Jackson Pollock, MoMA

Everyone has a plan until they are punched in the mouth

Here is how I think about this. 

It doesn’t matter that OpenAI started as a non-profit and now wants to pursue profitable projects. Circumstances change. Facts change. It morphed over the past seven years. It suffered its own exponential gap between the prospects of deploying a useful enterprise technology (for that is what an LLM is) and the governance structure and mission it had in place. 

Companies should not self-regulate. Society, through the sovereign state, should set the parameters under which firms operate. And firms should operate within those guardrails. It is just so much easier. The moment a firm serves two masters, someone will get the shaft. Google serves shareholders but through promises to advertisers and users. We get shanked with an increasingly poor search experience. 

OpenAI was serving the “benefit of humanity” and customers. The “benefit of humanity” was cutesy when there were no real products and, frankly, nothing useful you could do with the technology. But it doesn’t make sense when a firm actually has something useful to sell. As Logan Roy put it “Money wins.”

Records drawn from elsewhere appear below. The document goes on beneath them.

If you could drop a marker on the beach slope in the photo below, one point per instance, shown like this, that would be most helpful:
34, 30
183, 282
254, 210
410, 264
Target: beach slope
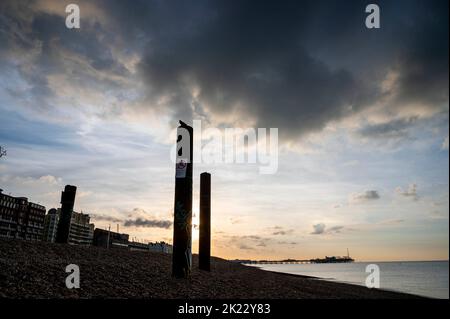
37, 270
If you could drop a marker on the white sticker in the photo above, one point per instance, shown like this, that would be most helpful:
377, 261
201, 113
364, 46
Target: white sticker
181, 168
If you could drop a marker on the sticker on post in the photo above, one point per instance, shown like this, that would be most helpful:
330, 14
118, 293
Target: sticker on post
181, 168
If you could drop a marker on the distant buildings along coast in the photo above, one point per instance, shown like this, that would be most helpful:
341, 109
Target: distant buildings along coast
21, 219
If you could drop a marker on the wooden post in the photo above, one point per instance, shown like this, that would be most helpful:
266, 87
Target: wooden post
67, 203
204, 249
182, 226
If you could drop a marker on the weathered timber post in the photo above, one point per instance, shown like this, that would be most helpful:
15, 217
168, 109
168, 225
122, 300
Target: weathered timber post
67, 203
204, 249
182, 226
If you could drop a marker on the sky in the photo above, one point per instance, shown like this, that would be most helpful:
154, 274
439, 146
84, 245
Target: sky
362, 117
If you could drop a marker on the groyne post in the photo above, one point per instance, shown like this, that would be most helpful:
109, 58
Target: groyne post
182, 226
67, 203
204, 250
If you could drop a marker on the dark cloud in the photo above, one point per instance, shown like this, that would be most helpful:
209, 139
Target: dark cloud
394, 129
141, 222
295, 65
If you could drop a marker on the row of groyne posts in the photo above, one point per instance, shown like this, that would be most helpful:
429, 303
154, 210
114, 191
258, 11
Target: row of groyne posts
182, 226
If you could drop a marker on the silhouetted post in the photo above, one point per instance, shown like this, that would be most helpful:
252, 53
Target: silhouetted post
182, 226
67, 202
204, 249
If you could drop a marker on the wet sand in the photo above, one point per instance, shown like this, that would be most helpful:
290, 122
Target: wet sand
37, 270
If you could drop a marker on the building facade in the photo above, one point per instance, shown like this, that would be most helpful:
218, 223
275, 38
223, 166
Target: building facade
20, 218
81, 231
108, 239
161, 247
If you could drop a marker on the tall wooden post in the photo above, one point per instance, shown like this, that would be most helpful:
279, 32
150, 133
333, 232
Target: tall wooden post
67, 203
182, 226
204, 249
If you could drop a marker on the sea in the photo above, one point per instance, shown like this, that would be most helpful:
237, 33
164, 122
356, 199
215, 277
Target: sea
424, 278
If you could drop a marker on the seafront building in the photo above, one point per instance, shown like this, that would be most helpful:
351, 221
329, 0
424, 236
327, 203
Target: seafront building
81, 231
161, 247
20, 218
108, 239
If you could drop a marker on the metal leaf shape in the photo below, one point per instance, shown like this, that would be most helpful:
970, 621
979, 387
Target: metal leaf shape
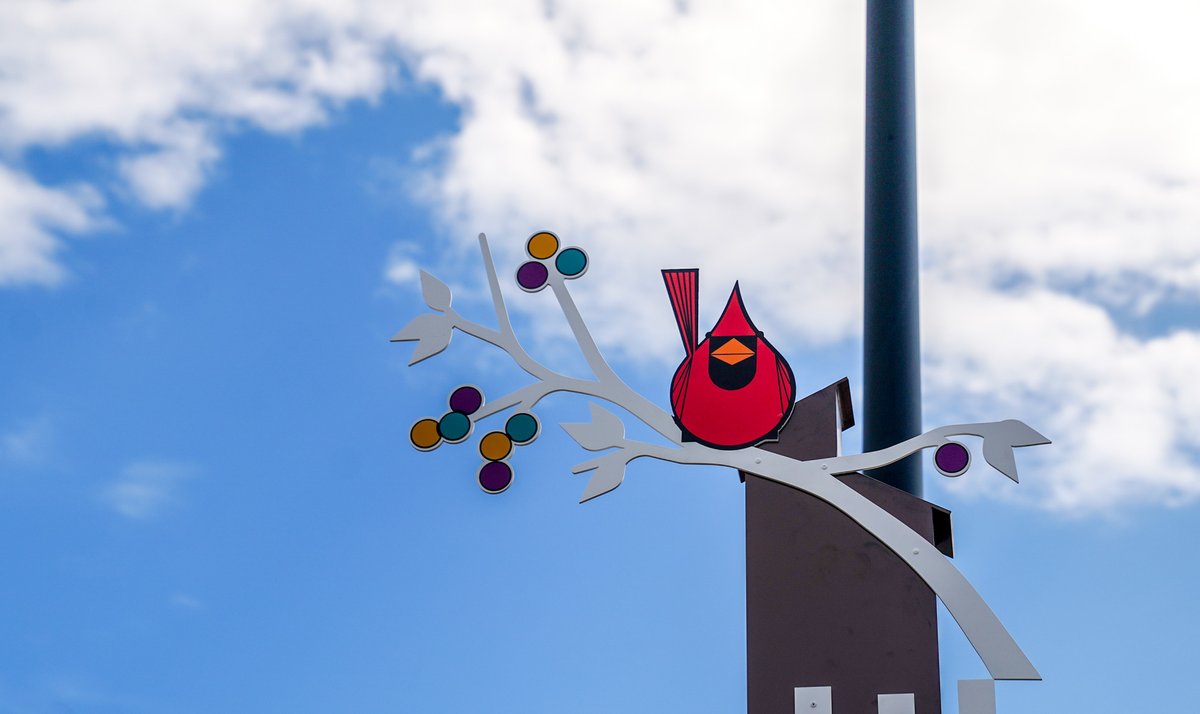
605, 430
1018, 433
609, 474
432, 331
436, 293
1000, 441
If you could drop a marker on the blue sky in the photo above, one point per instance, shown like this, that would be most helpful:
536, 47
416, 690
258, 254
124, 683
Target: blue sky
211, 221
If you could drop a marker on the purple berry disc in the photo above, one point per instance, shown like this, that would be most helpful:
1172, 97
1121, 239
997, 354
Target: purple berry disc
532, 276
952, 459
467, 400
495, 477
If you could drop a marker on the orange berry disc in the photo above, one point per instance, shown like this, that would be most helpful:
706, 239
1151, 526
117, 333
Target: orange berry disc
425, 435
496, 445
543, 245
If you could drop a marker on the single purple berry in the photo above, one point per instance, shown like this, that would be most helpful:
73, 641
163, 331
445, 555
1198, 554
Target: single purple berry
495, 477
467, 400
532, 276
952, 459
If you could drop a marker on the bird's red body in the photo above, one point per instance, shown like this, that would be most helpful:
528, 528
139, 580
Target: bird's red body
732, 390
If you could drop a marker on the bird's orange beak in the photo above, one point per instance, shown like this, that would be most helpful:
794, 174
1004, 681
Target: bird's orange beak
732, 352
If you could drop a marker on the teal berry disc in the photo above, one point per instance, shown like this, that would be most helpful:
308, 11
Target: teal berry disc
571, 262
522, 427
455, 426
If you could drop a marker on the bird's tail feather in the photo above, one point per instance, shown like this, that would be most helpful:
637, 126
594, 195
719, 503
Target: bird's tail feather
683, 288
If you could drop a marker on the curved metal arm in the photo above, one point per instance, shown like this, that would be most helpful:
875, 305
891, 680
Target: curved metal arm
997, 649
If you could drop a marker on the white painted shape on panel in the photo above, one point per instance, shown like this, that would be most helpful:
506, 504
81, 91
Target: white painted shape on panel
977, 696
814, 700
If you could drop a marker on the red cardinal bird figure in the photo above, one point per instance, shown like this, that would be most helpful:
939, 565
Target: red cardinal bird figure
732, 390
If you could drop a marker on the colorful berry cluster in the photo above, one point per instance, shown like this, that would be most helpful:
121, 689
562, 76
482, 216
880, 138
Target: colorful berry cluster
533, 275
455, 426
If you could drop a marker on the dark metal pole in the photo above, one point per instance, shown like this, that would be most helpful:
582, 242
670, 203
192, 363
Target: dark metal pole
892, 328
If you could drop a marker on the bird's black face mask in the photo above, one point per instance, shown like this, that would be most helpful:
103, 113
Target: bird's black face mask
732, 360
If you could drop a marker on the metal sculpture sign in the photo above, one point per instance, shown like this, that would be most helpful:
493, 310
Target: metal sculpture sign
731, 393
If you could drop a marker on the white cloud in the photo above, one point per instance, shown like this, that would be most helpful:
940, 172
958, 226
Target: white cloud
145, 489
29, 443
31, 219
1060, 172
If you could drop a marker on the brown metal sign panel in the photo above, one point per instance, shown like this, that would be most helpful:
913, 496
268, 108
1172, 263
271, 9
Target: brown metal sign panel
827, 604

(I’ll say more about the “benefit of humanity” momentarily.)

However, given the charter of the non-profit which owned the company was to act, in the board’s determination, for the ‘benefit of humanity”, it doesn’t seem to me that the board could not justify its actions. They could, potentially, have communicated more clearly as I argued. But the loophole in the charter was the power vested in the board against this waffly notion of the “benefit of humanity”. This isn’t the world of R Daneel Olivaw’s “zeroth law of robotics”. It’s the real world.

More helpful than that is Milton Friedman’s instructions for a firm. Now, I’ve criticised Friedman’s narrow definition of a company many times. It’s quite problematic. But it is more crisp, more understandable, than the benefit of humanity”. With Friedman’s definition, at least the scorpion recognises what it is. Somewhere in between the “indescribably greater good” and the mercenary firm is the organisation that is connected to its customers, community, shareholders, employees and finding a space between them. 

I’m sorry, Sam, I can’t do that

The problem with the concept of “the benefit of humanity” is that, well, it’s incoherent at best.